“No, you watch your words, croon!” Berwick said angrily. “My master may call down a new cook from the North, and then what would you do? But if you mind me and do as I say, all will go well for you.” He gave Owen a dark look and harrumphed, shaking his head as if the boy were already a cold slab of dead fish.
Liona’s eyes sparked with anger as she returned to him, wiping her fingers vigorously on her apron front. She muttered under her breath for a moment.
“I need to get the king’s supper ready,” she finally said, her voice pitched low. Owen noticed that she would not look him in the eye. “There used to be more children playing around the castle. When the queen and king ruled, it was different. Men like Berwick would watch their words better.” Her lips were taut. “If Berwick only knew, if he only knew.” She cast a surreptitious glance at the boy, and then dropped her voice very low. “Are you afraid, Owen?”
He stared at her and nodded mutely.
She hastily walked over to another table and then brought over a bowl with some flour and other ingredients already inside. She cracked an egg with one hand and emptied the yolk into the bowl. She then began kneading the mixture with her strong fingers. Owen felt she wanted to say more, so he waited for her to speak.
She glanced around the kitchen again, making sure no one else was nearby. “My husband and I walk the grounds often,” she said softly, almost in a whisper. “He knows it best. There is a porter door that is always unlocked. Always.” She glanced around again, and when she continued, her voice was even softer. “Owen, your parents did not send you here to be killed. You have friends. Like the princess. Like me. The princess’s mother is in sanctuary at Our Lady. She has been there for the two years since her husband’s brother seized the throne. Mayhap she would help you, Owen. Do you know where the sanctuary is?”
Owen stared at her, his heart pounding fast. “We passed it . . . on the way here.”

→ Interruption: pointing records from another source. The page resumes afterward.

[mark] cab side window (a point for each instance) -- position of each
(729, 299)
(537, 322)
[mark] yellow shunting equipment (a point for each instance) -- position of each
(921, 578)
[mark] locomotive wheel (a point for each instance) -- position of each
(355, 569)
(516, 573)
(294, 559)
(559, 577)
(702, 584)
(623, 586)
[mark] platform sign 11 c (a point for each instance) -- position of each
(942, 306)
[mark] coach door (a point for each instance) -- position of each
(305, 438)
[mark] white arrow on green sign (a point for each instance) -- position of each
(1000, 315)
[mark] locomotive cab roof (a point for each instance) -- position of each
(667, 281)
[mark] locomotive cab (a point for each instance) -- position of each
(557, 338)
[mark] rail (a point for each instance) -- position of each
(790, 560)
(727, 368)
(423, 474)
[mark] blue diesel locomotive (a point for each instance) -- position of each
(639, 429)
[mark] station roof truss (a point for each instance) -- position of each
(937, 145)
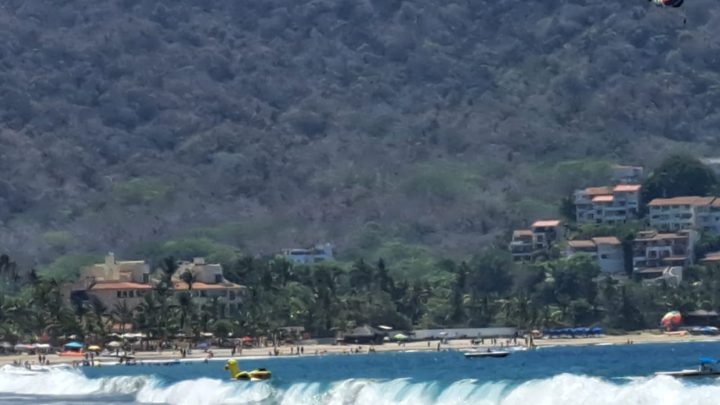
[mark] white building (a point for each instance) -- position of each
(652, 249)
(317, 254)
(208, 282)
(606, 250)
(528, 243)
(691, 212)
(606, 205)
(627, 174)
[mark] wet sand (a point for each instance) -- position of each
(310, 350)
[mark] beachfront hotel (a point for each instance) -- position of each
(607, 205)
(207, 283)
(112, 282)
(115, 282)
(526, 244)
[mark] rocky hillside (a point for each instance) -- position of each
(265, 124)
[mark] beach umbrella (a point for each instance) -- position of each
(74, 345)
(20, 347)
(671, 319)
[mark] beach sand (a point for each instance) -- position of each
(310, 350)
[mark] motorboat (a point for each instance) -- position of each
(487, 353)
(258, 374)
(707, 368)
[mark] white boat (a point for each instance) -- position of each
(488, 353)
(705, 369)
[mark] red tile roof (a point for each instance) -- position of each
(606, 240)
(579, 244)
(181, 285)
(551, 223)
(593, 191)
(522, 232)
(119, 285)
(689, 200)
(713, 257)
(627, 188)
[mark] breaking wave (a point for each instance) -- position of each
(559, 390)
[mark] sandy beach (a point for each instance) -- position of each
(320, 349)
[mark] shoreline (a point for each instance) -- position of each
(220, 354)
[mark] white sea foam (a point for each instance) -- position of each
(63, 381)
(559, 390)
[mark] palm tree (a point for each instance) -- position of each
(122, 314)
(189, 278)
(185, 308)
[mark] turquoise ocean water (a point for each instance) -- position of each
(557, 376)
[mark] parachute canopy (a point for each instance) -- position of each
(668, 3)
(671, 319)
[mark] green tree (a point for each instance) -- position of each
(679, 175)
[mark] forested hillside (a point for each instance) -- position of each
(380, 125)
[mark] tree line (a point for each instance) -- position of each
(489, 289)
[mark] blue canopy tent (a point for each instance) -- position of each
(73, 345)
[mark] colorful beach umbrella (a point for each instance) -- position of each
(74, 345)
(671, 319)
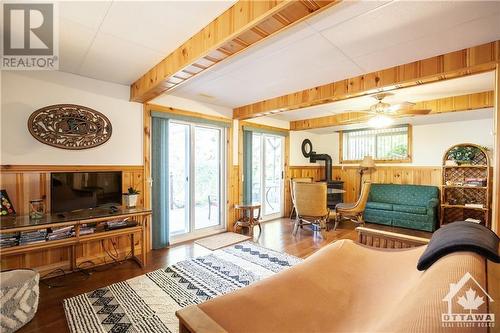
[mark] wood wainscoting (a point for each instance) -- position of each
(416, 175)
(27, 182)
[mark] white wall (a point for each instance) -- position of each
(24, 92)
(193, 106)
(429, 141)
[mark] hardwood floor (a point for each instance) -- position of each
(275, 235)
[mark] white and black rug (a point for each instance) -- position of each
(148, 302)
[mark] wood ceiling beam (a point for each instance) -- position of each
(238, 28)
(467, 102)
(464, 62)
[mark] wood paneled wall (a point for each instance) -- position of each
(417, 175)
(24, 183)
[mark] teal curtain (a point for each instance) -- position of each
(159, 171)
(247, 166)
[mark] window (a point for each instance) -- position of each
(385, 144)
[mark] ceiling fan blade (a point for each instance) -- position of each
(355, 120)
(381, 96)
(412, 112)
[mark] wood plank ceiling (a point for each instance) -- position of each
(241, 26)
(464, 62)
(469, 102)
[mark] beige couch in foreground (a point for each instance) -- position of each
(348, 287)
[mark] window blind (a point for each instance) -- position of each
(381, 144)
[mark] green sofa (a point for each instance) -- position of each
(407, 206)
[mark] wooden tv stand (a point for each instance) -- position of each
(77, 219)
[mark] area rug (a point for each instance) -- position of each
(148, 302)
(221, 240)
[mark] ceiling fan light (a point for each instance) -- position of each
(380, 107)
(381, 121)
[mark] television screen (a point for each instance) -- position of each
(82, 190)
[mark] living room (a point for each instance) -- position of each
(169, 162)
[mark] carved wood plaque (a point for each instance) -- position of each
(69, 126)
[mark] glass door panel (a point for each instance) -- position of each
(267, 173)
(273, 169)
(207, 172)
(178, 166)
(256, 167)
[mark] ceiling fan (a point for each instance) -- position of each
(383, 114)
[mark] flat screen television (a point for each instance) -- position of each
(70, 191)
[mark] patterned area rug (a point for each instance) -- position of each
(148, 302)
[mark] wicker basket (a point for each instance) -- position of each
(19, 298)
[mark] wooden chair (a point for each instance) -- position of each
(297, 180)
(310, 201)
(353, 211)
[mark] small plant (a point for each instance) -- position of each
(464, 154)
(132, 191)
(130, 198)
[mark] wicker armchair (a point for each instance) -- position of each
(353, 211)
(292, 182)
(310, 201)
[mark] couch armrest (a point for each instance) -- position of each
(432, 203)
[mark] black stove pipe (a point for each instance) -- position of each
(328, 164)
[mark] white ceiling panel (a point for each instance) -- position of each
(118, 41)
(89, 14)
(343, 12)
(160, 25)
(74, 41)
(362, 37)
(118, 60)
(449, 40)
(430, 119)
(403, 21)
(455, 87)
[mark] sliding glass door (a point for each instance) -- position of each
(267, 173)
(196, 183)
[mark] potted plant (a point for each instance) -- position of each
(130, 198)
(464, 154)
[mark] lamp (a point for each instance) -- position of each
(366, 164)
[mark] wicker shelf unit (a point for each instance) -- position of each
(472, 166)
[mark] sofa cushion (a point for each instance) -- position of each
(378, 216)
(414, 195)
(379, 205)
(410, 209)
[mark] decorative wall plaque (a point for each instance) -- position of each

“You did,” she said, kneading the dough as if she were trying to strangle Berwick. “If you go to that sanctuary, not even the king can make you come out. You would be safe there.” She glanced back at the crowded kitchen, her eyes darting around worriedly. “If you are a brave little boy.”

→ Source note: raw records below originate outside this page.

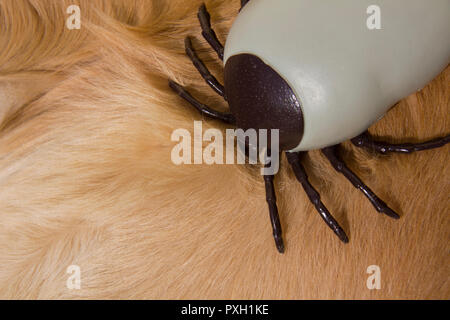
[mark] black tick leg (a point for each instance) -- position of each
(273, 212)
(203, 109)
(314, 196)
(340, 166)
(207, 32)
(366, 141)
(204, 72)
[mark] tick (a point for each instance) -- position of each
(314, 71)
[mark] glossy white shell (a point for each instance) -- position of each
(345, 75)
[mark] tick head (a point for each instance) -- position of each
(259, 98)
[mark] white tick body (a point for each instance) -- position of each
(345, 75)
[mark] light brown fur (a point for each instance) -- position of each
(86, 178)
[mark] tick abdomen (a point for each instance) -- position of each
(344, 75)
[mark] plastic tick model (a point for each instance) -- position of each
(314, 70)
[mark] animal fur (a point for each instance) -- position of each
(86, 178)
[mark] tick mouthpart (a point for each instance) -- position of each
(259, 98)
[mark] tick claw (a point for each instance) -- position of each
(280, 245)
(391, 213)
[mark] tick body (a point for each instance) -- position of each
(315, 71)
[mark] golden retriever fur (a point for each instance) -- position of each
(86, 177)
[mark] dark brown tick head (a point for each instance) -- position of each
(259, 98)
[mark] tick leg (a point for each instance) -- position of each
(340, 166)
(203, 109)
(314, 196)
(243, 3)
(207, 32)
(273, 211)
(366, 141)
(209, 78)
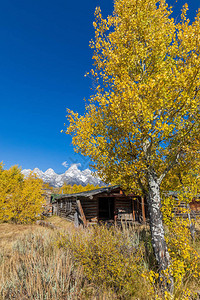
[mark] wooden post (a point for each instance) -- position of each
(81, 212)
(143, 210)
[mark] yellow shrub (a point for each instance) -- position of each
(20, 199)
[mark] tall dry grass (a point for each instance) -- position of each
(95, 263)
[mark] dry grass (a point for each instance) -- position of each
(10, 232)
(45, 264)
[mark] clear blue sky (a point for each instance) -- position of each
(44, 55)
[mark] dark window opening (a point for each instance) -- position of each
(106, 208)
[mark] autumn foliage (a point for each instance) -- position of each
(20, 199)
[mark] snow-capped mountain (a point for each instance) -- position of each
(72, 176)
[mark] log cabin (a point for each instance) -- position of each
(108, 204)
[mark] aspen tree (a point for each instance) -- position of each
(143, 118)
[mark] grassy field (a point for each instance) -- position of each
(42, 263)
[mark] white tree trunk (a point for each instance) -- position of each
(157, 230)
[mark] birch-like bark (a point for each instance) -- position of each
(157, 231)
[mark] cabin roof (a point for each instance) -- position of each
(86, 194)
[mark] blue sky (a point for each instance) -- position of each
(44, 55)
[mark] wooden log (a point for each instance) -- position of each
(81, 212)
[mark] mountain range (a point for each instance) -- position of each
(72, 176)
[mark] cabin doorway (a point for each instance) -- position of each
(106, 208)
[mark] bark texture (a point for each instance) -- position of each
(157, 231)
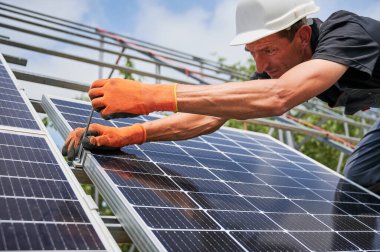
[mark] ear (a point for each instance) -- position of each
(304, 34)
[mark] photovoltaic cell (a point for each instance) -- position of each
(229, 190)
(13, 110)
(39, 209)
(39, 204)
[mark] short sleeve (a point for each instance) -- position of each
(344, 40)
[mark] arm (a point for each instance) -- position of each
(179, 126)
(261, 98)
(240, 100)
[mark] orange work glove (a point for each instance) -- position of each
(102, 137)
(114, 98)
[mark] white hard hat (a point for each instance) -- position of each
(256, 19)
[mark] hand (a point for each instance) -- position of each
(114, 98)
(103, 138)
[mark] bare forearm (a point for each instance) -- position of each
(260, 98)
(181, 126)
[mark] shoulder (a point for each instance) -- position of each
(343, 21)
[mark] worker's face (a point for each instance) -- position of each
(275, 55)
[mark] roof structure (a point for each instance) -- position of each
(98, 50)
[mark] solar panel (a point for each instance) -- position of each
(14, 111)
(230, 190)
(42, 207)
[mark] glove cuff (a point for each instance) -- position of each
(135, 134)
(161, 97)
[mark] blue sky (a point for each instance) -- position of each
(200, 27)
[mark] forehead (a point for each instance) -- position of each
(271, 40)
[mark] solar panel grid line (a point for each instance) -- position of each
(8, 81)
(347, 205)
(119, 204)
(38, 190)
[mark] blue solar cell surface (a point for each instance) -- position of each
(13, 110)
(232, 190)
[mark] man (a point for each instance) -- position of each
(336, 61)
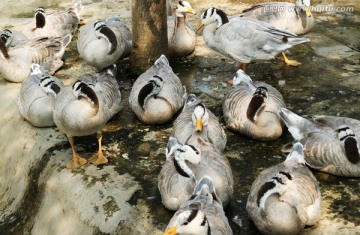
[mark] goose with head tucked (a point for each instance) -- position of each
(201, 214)
(285, 198)
(186, 164)
(157, 94)
(84, 109)
(15, 62)
(181, 37)
(36, 100)
(243, 39)
(296, 18)
(252, 108)
(51, 23)
(195, 120)
(331, 143)
(102, 43)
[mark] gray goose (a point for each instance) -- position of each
(331, 143)
(285, 198)
(252, 108)
(85, 107)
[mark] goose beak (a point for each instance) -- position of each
(171, 231)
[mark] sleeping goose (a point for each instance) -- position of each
(331, 144)
(185, 165)
(244, 39)
(157, 94)
(103, 42)
(251, 108)
(85, 107)
(201, 214)
(195, 120)
(181, 37)
(15, 62)
(285, 198)
(296, 18)
(54, 23)
(37, 97)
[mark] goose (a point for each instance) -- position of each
(201, 214)
(54, 23)
(252, 108)
(103, 42)
(15, 62)
(296, 18)
(185, 165)
(244, 39)
(36, 100)
(195, 120)
(331, 143)
(285, 198)
(85, 107)
(157, 94)
(181, 37)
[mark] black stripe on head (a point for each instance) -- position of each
(351, 150)
(263, 189)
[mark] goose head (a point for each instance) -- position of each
(151, 89)
(190, 222)
(350, 143)
(103, 31)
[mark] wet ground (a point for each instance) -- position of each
(327, 82)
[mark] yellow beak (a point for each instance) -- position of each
(171, 231)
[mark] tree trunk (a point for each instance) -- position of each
(149, 33)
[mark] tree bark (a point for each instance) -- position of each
(149, 33)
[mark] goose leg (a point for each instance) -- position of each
(290, 62)
(76, 161)
(99, 158)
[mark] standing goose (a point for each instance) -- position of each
(15, 62)
(181, 37)
(251, 108)
(54, 23)
(36, 100)
(331, 144)
(157, 94)
(201, 214)
(196, 120)
(285, 198)
(296, 18)
(244, 39)
(185, 165)
(103, 42)
(85, 107)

A little spark of hope lit in his chest. “I’m brave,” he whispered softly, gazing hard at her. But as he looked up at her, he saw the knifelike spire through the window again.
I am a foreigner to Ceredigion, so I found the political intrigues and bad blood to be almost incomprehensible at first. Let me summarize it thus. The ruling houses of this kingdom can be likened to members of a large family who hate each other fiercely. The grievances go back to the founding of this dynasty, nigh on three centuries ago. These family members make an art out of warring with each other. King Severn’s enemies are all in their graves, or should I say all his male enemies are. He is still estranged from the queen dowager, his brother’s wife, who continues to plot against him from the sanctuary of Our Lady. But in my assessment, her power and her once-great beauty are now waning. My bets are on the crouch-backed king. Rumor has it he fancies his niece, Princess Elyse. It’s a sordid rumor embellished by the queen dowager. Pay it no heed.
—Dominic Mancini, Espion of Our Lady of Kingfountain
CHAPTER FIVE
Ghosts
They had assigned Owen to his brother’s vacant room, and he found he could not sleep at all. Everything about it, even the smell, was strange and unsettling. He had always been very sensitive to sounds, especially unfamiliar ones, and the palace was full of sounds—creaking timbers, the tapping of boots on stone, the distant murmur of voices, the rattle of keys in locks. There was always some commotion outside his door. So Owen sat up on his small wooden pallet and pulled the curtains wide, letting the moon shine through the window. And as he sat and stared at the moon, he tried to calm the frantic beating of his heart and quell the dreadful homesickness that festered there.
That night, he made several decisions. And he made a promise to the moon.
He knew the world of adults was very different from his own. For reasons he did not comprehend, his parents had abandoned him. He had the vague sense that they’d been forced to offer up one of their children and they had chosen him.
In the dark, he wrestled with the feelings that accompanied that realization. He shed more tears, but the tears weren’t sad. They weren’t angry. They were . . . disappointed. When the tears were finally spent, he ground his teeth and dealt with the harsh truth that his parents were not going to save him. He had the intuition that if he stayed at the castle and did nothing to save himself, he would probably not survive. So he had to figure out a way to change the end of the story and not end up in the river.